Note that while having a matching cell_size and cell_height on both the navigation map and navigation mesh is important to avoid the most common errors, hence the warnings, it is never a guarantee that these kind of errors can never occur.

While both navigation map and ReCast use a cell size for rasterization ReCast uses is to rasterize the triangles of the mesh while the navigation map uses it to rasterize the edge keys to merge polygons with touching edges. It is just that if the cell sizes mismatch from the start errors for users are so common that we added the warning, it does not check more than comparing the two properties.

The more hard climb and strong slope the source geometry has the more small regions and polygons ReCast is forced to create. The more small edges the more chances that too many of them fall into the same rasterization cell under certain transforms or when combined with other meshes. We also allow user created or imported navigation meshes not created by ReCast so there are even more options for users to play with a pandora's box and trigger these kind of errors.

The navigation mesh is not per se invalid, it is invalid on that specific navigation map in that specific context, like placement of the edge, transform, scale and what not. Depending on source geometry and bake settings ReCast will happily return a navigation mesh with small edges that could result in more of those errors in some context of a navigation map.

I think what we could do to mitigate this is to use internally a smaller subdiv of the cell size just for the rasterization. For ReCast encouraging users to use a small cell size would be a voxel amount performance kill but for the navigation map, at least at the moment, we can get away with a smaller cell size for just the rasterization. We do not use the cell size for anything else, e.g. like an octree where a very small cell size would be a performance death again.

@tcoxon
Copy link
Contributor Author

tcoxon commented Nov 30, 2023

Is there anything a user can do to avoid this issue?
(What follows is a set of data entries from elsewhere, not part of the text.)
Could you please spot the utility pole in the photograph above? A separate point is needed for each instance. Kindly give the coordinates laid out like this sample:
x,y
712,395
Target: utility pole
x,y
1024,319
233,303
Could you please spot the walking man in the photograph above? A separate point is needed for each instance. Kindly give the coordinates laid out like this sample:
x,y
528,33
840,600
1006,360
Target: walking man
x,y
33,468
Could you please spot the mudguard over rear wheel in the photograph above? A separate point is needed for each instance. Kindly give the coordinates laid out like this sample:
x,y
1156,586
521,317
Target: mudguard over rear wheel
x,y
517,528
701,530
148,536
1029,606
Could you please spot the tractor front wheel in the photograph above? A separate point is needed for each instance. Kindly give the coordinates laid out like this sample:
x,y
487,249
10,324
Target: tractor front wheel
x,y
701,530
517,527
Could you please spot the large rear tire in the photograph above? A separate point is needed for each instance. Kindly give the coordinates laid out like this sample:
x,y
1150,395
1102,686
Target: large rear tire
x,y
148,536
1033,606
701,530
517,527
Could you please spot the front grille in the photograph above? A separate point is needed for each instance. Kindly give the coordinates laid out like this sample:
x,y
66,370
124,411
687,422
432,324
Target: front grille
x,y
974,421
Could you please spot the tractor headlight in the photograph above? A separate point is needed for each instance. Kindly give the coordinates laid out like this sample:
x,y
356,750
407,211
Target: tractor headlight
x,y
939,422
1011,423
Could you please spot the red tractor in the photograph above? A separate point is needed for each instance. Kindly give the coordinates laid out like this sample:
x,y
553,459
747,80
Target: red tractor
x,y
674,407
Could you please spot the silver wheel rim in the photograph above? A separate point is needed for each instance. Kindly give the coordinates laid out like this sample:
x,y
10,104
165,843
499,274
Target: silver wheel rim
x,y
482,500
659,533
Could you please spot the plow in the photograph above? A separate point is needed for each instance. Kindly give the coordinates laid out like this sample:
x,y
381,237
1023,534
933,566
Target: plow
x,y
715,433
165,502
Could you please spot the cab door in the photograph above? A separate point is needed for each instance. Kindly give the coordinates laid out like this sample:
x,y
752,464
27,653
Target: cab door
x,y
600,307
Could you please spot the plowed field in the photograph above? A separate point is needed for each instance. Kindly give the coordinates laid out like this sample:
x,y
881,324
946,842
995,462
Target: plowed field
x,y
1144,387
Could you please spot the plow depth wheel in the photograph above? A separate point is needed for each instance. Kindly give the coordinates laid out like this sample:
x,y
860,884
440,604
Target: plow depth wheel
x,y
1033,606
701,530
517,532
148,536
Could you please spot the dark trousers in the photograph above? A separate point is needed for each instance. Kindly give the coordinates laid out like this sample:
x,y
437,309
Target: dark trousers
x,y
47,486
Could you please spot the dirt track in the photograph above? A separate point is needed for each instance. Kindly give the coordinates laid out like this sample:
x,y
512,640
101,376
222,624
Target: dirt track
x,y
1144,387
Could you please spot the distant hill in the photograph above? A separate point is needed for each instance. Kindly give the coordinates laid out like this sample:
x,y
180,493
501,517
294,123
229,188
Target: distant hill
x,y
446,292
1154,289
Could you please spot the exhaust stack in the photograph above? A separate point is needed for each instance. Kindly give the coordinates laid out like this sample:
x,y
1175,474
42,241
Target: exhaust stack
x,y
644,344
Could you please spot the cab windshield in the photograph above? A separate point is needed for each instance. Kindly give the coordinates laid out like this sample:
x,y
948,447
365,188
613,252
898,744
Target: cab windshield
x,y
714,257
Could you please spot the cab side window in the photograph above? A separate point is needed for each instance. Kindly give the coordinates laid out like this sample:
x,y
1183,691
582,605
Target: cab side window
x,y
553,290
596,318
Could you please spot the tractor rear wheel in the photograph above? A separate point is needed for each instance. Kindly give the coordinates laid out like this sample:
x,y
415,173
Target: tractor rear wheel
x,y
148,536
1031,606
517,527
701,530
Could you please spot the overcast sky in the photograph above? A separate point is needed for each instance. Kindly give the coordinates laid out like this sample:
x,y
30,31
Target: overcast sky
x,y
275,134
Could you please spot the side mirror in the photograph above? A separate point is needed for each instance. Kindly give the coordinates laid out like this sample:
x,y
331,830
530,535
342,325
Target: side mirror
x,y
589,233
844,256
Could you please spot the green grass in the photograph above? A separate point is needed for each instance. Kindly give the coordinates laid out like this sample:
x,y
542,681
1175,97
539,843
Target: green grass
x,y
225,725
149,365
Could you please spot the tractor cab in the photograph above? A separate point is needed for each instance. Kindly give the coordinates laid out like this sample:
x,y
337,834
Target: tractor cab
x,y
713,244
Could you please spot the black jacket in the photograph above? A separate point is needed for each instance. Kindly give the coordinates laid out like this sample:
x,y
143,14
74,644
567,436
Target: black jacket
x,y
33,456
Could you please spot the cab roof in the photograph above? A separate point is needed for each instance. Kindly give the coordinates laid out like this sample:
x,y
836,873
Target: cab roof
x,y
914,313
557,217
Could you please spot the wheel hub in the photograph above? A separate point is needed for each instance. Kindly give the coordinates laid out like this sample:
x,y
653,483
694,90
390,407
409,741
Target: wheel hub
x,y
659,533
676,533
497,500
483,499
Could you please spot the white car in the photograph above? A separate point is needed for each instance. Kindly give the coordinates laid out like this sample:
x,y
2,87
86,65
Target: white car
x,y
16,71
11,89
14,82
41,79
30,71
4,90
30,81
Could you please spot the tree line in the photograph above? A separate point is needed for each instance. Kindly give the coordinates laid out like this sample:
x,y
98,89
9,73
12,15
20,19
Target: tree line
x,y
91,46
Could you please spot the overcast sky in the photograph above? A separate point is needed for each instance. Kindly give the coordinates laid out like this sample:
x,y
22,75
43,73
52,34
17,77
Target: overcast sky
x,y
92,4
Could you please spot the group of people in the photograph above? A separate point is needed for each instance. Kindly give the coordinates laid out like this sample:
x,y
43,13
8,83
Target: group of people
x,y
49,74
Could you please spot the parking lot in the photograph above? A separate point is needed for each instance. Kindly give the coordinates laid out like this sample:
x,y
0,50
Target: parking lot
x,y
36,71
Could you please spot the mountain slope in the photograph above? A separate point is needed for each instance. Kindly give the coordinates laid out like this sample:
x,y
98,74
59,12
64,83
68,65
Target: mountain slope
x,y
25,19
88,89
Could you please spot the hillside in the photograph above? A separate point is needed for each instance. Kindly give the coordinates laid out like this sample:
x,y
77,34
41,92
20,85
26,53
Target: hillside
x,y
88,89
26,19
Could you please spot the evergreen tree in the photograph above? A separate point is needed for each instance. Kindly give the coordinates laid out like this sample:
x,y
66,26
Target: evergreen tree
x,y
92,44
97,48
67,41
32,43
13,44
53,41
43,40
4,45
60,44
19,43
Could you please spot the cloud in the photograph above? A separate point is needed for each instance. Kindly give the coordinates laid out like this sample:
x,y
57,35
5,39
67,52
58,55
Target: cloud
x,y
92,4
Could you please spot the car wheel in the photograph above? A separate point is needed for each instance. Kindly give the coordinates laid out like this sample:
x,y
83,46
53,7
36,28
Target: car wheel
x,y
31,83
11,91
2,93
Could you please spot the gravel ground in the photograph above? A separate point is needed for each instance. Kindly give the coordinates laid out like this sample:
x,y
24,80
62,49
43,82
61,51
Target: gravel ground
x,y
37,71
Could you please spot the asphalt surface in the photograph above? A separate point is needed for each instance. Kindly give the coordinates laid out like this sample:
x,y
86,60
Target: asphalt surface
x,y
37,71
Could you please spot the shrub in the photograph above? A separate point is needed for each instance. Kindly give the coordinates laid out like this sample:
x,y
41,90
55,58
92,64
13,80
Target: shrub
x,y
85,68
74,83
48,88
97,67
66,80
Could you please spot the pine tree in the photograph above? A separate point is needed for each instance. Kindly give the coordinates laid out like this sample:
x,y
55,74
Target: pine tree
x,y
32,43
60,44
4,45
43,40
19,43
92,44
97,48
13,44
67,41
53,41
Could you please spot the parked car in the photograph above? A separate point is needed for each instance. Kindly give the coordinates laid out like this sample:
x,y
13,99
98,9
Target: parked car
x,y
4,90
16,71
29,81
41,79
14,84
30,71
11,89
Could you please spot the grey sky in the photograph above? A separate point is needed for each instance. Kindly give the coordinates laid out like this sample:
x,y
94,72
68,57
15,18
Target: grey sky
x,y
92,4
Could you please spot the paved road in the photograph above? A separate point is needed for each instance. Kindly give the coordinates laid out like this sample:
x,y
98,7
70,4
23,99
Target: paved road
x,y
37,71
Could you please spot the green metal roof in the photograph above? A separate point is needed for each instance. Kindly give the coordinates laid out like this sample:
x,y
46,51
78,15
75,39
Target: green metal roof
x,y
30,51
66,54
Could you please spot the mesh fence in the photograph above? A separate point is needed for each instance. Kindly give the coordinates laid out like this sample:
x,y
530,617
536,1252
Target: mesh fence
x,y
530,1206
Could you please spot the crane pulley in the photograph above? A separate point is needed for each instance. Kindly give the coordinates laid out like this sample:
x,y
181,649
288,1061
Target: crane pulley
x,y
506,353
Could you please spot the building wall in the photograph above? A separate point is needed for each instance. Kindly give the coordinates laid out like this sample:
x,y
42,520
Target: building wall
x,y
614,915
This project geometry error should be fixed and not ignored because it will cause between subtle-barely-noticeable to severe-and-everything-is-broken pathfinding bugs when the wrong navigation mesh edges are merged together and the excess edges are unmerged and rejected.

Would that cause this pathfinding issue @TokisanGames noted on my PR, where agents take indirect routes to the target?

navRecording.2023-12-01.173953.mp4

@smix8
Copy link
Contributor

smix8 commented Dec 1, 2023

Would that cause this pathfinding issue @TokisanGames noted on my PR, where agents take indirect routes to the target?

Yes absolutely. If the wrong navigation mesh polygon edges are merged together or not merged at all the path search will travel nonsensical looking polygon corridors. Technically the path search does everything correct because that is how the pathfinding graph connections are build, it just makes no visual sense for the user that sees the result. The post processing that funnels the path lines on the corridor corners will amplify this stupid path because it makes the path snap to the corners of the corridor polygons.

This is how the path search has to travel and builds the polygon corridor in ordered numbers. Also when you zoom-in in the video you can already spot the duplicated edge line that is too close that likely causes the issue.
path_bug

Is there anything a user can do to avoid this issue?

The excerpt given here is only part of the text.